In preferred embodiments, the input field-effect-transistor comprises a p-channel field-effect-transistor. In some potentially overlapping embodiments, the output field-effect-transistor comprises a p-channel field-effect-transistor.
In some such embodiments, the current source arrangement comprises a current mirror including first and second source mirror field-effect-transistors and a current source, wherein:                the gate terminal of the first source mirror field-effect-transistor is connected to the drain terminal of the first source mirror field-effect-transistor, the gate terminal of the second source mirror field-effect-transistor, and the current source which is further connected to ground;        the source terminals of the first and second source mirror field-effect-transistors are connected to the input voltage; and        the drain terminal of the second source mirror field-effect-transistor is connected to the source terminals of the input and output field-effect-transistors. In a preferred set of such embodiments, said first and second mirror field-effect-transistors comprise p-channel field-effect-transistors.        
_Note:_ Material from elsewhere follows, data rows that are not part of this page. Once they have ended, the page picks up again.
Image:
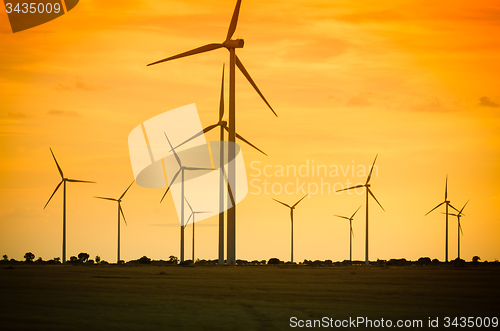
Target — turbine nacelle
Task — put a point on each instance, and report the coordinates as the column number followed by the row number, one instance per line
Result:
column 237, row 43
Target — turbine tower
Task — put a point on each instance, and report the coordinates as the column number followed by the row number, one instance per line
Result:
column 193, row 215
column 291, row 217
column 120, row 210
column 448, row 204
column 181, row 170
column 351, row 233
column 368, row 192
column 223, row 126
column 459, row 215
column 63, row 181
column 231, row 45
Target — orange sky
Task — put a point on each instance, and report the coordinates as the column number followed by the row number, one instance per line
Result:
column 414, row 81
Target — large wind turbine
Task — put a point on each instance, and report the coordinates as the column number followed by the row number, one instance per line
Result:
column 447, row 205
column 234, row 61
column 193, row 215
column 181, row 170
column 351, row 233
column 291, row 217
column 368, row 191
column 223, row 126
column 63, row 181
column 120, row 210
column 460, row 214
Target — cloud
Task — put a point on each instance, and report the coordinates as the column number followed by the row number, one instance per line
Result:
column 16, row 114
column 64, row 113
column 80, row 84
column 487, row 102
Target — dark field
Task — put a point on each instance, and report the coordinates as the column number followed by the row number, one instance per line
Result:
column 99, row 297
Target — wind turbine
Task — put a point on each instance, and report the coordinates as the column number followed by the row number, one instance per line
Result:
column 181, row 170
column 368, row 191
column 234, row 61
column 351, row 233
column 63, row 181
column 223, row 126
column 120, row 210
column 291, row 217
column 447, row 205
column 460, row 214
column 193, row 214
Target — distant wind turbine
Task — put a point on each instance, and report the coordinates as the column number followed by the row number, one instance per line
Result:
column 223, row 126
column 368, row 192
column 120, row 210
column 193, row 215
column 234, row 62
column 460, row 214
column 447, row 205
column 181, row 171
column 351, row 233
column 63, row 181
column 291, row 218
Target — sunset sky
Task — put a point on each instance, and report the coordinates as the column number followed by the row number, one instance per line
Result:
column 415, row 81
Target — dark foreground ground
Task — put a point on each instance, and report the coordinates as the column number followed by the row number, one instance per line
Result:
column 235, row 298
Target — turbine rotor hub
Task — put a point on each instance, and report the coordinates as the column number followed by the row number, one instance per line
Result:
column 237, row 43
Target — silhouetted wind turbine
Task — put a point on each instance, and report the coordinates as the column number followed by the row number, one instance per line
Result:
column 193, row 214
column 181, row 170
column 447, row 204
column 120, row 210
column 223, row 126
column 291, row 218
column 460, row 214
column 234, row 62
column 351, row 233
column 368, row 191
column 63, row 181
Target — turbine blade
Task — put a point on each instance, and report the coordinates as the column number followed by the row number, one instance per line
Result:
column 435, row 208
column 371, row 170
column 234, row 20
column 247, row 75
column 464, row 206
column 126, row 190
column 221, row 105
column 246, row 141
column 282, row 203
column 121, row 210
column 349, row 188
column 168, row 188
column 173, row 150
column 57, row 187
column 106, row 198
column 191, row 208
column 57, row 164
column 356, row 211
column 370, row 191
column 202, row 49
column 79, row 181
column 300, row 200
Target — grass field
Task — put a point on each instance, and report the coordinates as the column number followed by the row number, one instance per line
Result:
column 98, row 297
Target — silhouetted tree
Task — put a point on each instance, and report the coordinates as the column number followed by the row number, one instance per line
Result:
column 29, row 257
column 83, row 257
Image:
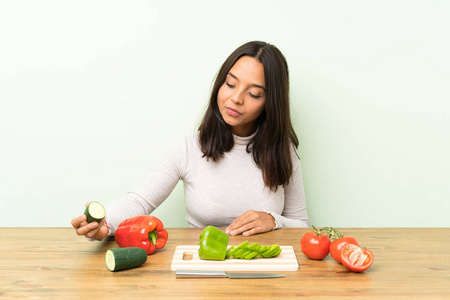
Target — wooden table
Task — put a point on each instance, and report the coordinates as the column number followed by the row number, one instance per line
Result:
column 55, row 263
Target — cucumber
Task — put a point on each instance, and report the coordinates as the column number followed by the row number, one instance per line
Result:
column 94, row 212
column 125, row 258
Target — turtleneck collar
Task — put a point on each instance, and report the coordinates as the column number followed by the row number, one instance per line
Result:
column 242, row 140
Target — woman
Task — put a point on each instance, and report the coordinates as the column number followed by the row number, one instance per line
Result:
column 241, row 170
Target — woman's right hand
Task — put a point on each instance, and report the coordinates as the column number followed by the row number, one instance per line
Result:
column 93, row 230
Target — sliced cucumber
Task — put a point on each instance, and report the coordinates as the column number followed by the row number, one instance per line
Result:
column 94, row 212
column 125, row 258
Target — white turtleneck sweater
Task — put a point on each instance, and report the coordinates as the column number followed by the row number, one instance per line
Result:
column 216, row 193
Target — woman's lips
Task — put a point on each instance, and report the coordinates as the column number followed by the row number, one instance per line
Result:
column 232, row 112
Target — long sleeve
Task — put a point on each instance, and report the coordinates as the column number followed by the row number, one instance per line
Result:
column 152, row 190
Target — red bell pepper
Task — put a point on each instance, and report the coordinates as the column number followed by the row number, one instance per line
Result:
column 145, row 232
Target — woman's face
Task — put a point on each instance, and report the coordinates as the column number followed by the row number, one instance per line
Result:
column 241, row 98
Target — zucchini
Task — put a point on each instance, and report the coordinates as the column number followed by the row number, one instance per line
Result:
column 94, row 212
column 125, row 258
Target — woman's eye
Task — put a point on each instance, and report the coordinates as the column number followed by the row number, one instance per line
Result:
column 254, row 96
column 229, row 85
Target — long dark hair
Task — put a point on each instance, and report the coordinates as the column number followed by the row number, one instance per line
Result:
column 272, row 144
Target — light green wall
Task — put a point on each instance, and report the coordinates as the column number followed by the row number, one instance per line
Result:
column 93, row 92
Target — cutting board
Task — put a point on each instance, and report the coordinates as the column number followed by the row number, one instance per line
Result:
column 186, row 258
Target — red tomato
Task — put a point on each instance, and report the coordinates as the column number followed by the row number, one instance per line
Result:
column 315, row 245
column 356, row 259
column 336, row 246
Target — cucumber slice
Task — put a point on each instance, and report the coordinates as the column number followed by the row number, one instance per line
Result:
column 125, row 258
column 94, row 212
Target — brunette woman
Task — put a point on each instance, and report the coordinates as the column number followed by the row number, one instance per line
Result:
column 240, row 170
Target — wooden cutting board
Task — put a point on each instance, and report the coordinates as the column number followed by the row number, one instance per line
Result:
column 186, row 258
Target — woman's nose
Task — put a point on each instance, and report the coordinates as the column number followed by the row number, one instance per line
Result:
column 238, row 97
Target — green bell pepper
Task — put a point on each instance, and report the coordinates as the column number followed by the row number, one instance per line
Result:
column 213, row 244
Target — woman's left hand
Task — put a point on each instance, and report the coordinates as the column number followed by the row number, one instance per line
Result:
column 251, row 222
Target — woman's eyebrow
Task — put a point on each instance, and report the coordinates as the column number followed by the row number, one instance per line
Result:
column 253, row 84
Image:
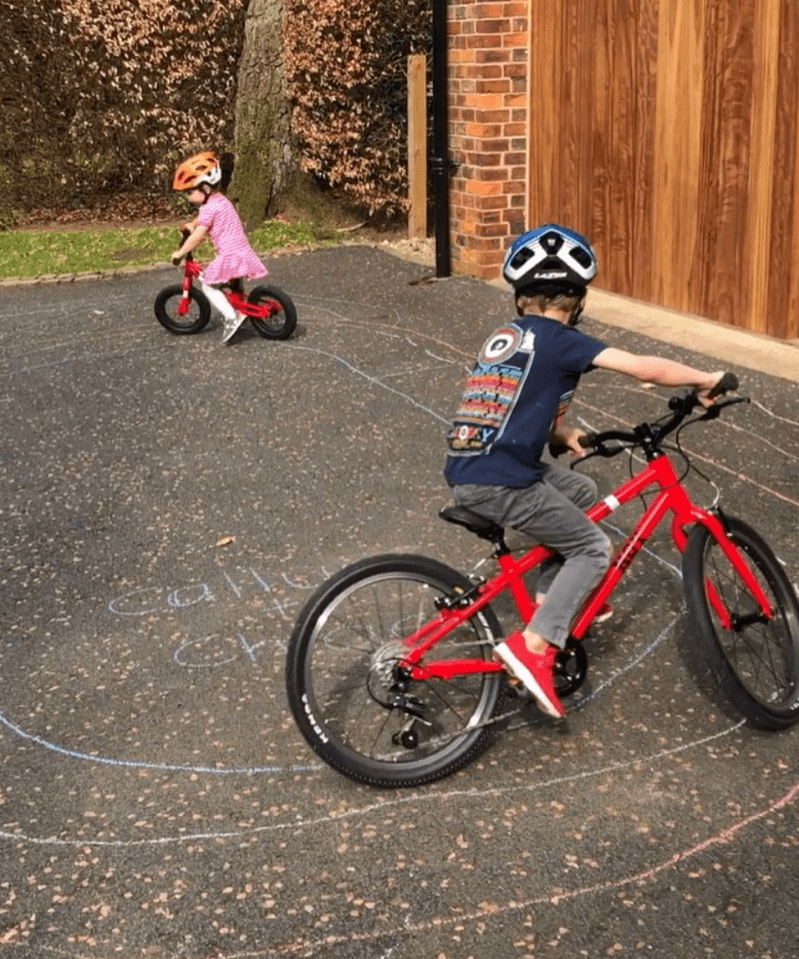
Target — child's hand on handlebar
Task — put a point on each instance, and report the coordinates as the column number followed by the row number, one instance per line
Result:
column 716, row 385
column 569, row 439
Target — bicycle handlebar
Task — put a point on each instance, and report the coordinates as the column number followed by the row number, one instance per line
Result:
column 651, row 435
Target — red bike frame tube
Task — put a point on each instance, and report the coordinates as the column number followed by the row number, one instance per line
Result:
column 672, row 497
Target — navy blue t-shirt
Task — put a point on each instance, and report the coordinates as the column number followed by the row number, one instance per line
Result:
column 524, row 379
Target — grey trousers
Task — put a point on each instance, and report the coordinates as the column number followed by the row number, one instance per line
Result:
column 551, row 512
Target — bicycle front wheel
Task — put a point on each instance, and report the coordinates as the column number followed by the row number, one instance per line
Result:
column 342, row 681
column 280, row 315
column 170, row 303
column 751, row 660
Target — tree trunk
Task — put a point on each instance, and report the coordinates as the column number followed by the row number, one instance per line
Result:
column 262, row 131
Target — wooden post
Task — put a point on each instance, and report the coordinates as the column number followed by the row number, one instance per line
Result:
column 417, row 146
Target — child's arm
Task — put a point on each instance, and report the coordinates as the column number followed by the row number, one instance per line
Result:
column 198, row 234
column 656, row 369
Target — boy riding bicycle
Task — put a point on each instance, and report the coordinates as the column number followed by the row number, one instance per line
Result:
column 514, row 403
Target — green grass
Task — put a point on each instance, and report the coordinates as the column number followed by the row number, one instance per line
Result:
column 32, row 253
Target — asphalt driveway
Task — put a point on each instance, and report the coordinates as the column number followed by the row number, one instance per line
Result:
column 167, row 505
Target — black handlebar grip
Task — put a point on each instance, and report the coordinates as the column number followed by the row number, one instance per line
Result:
column 726, row 384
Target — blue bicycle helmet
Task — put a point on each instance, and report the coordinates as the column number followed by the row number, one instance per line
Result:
column 550, row 259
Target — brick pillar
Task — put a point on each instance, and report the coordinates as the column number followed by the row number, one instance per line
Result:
column 488, row 70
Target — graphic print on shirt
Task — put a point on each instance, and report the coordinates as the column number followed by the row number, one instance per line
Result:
column 491, row 390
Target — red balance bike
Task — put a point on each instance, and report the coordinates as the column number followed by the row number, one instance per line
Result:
column 181, row 308
column 390, row 675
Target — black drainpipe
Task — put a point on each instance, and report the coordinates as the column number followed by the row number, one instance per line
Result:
column 440, row 163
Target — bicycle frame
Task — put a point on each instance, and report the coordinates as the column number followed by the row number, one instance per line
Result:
column 192, row 270
column 672, row 497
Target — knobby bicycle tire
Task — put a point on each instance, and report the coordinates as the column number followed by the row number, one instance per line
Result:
column 282, row 323
column 339, row 675
column 166, row 310
column 754, row 665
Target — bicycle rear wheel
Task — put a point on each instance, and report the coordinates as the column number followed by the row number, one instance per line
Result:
column 342, row 685
column 281, row 319
column 167, row 310
column 754, row 661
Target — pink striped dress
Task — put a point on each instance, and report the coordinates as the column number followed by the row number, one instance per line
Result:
column 235, row 257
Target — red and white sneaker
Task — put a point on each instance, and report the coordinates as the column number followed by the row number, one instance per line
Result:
column 535, row 670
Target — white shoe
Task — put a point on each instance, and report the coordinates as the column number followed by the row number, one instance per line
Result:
column 232, row 325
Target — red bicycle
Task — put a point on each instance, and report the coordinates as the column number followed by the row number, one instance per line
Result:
column 182, row 309
column 390, row 675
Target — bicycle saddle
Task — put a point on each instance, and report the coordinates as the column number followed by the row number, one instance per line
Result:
column 482, row 527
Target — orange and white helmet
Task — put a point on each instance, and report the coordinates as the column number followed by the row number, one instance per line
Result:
column 199, row 169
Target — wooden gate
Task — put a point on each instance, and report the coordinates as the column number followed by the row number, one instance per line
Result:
column 667, row 131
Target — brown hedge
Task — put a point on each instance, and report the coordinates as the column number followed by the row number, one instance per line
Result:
column 101, row 96
column 346, row 66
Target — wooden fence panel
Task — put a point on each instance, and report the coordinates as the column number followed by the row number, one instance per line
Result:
column 667, row 131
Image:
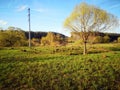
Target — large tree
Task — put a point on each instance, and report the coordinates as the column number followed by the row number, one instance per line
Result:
column 88, row 18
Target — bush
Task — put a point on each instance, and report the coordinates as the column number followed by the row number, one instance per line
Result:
column 106, row 39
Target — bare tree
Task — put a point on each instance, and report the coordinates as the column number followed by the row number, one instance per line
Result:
column 88, row 18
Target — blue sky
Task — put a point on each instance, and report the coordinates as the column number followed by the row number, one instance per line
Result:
column 47, row 15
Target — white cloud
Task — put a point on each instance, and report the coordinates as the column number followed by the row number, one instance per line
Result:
column 22, row 8
column 40, row 10
column 2, row 22
column 115, row 6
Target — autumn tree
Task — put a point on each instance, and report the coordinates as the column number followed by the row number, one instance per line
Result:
column 88, row 18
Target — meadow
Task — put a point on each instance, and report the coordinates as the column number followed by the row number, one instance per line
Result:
column 60, row 68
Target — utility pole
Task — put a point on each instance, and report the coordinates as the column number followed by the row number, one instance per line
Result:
column 29, row 27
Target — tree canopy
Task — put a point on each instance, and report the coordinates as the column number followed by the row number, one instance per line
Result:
column 88, row 18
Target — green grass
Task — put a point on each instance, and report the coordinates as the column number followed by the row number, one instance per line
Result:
column 60, row 68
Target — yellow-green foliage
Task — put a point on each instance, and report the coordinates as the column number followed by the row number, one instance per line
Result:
column 51, row 39
column 12, row 38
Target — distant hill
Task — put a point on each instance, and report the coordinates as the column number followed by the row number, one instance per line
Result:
column 41, row 34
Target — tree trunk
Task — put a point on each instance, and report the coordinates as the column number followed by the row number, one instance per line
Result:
column 85, row 49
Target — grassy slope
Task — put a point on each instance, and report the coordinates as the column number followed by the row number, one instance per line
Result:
column 60, row 68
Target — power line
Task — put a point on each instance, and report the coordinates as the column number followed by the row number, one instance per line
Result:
column 29, row 27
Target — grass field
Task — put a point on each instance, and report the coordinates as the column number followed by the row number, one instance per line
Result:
column 60, row 68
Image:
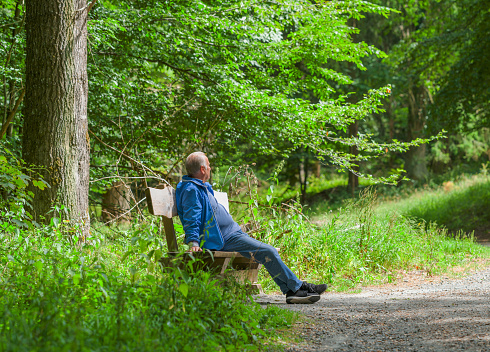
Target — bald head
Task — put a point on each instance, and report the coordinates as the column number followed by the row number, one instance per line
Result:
column 194, row 162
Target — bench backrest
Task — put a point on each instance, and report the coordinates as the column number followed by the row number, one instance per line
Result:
column 161, row 201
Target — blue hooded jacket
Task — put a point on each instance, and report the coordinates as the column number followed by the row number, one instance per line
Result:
column 196, row 214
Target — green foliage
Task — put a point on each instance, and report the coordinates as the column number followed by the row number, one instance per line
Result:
column 169, row 78
column 15, row 201
column 458, row 206
column 55, row 296
column 361, row 243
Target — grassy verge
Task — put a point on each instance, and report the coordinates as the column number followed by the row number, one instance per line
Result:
column 463, row 205
column 361, row 244
column 111, row 296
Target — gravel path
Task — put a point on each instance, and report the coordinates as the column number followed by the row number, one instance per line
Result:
column 442, row 315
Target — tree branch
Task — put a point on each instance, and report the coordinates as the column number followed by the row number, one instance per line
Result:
column 143, row 166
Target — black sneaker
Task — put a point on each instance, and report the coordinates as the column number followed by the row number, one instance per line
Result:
column 302, row 297
column 313, row 288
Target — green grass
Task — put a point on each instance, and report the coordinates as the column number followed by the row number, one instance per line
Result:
column 110, row 295
column 363, row 243
column 463, row 205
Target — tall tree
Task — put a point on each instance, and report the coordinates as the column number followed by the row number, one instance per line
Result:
column 55, row 123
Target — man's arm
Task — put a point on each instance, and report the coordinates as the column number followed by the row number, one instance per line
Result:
column 191, row 218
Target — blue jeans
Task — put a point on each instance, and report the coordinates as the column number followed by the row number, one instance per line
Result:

In some potentially overlapping embodiments, the current sink arrangement comprises first and second sink field-effect-transistors wherein;                the gate terminal of the first sink field-effect-transistor is connected to the drain terminal of the first sink field-effect-transistor, the gate terminal of the second sink field-effect-transistor, and the drain terminal of the input field-effect-transistor;        the drain terminal of the second sink field-effect-transistor is connected to the drain and gate terminals of the output field-effect-transistor and the gate terminal of the pass field-effect-transistor. In a preferred set of such embodiments, said first and second sink field-effect-transistors comprise n-channel field-effect-transistors.        
The first and second sink field-effect-transistors should be connected to a sufficiently low voltage in order to pull down the gate terminal of the pass-FET. In a preferred set of embodiments, the source terminals of the first and second sink field-effect-transistors are connected to ground.
While it will be appreciated that there are a number of different arrangements suitable for implementing an error amplifier known in the art per se, in some preferred embodiments the error amplifier comprises an operational amplifier. Operational amplifiers or “op-amps” are DC-coupled, high gain voltage amplifiers typically provided with a differential input and a single-ended output, wherein the voltage at the output is proportional to a difference between the voltages presented at the differential input. The actual gain of the op-amp will depend on any negative bypass arrangement together with the specific topology of the circuit in which the op-amp is being used.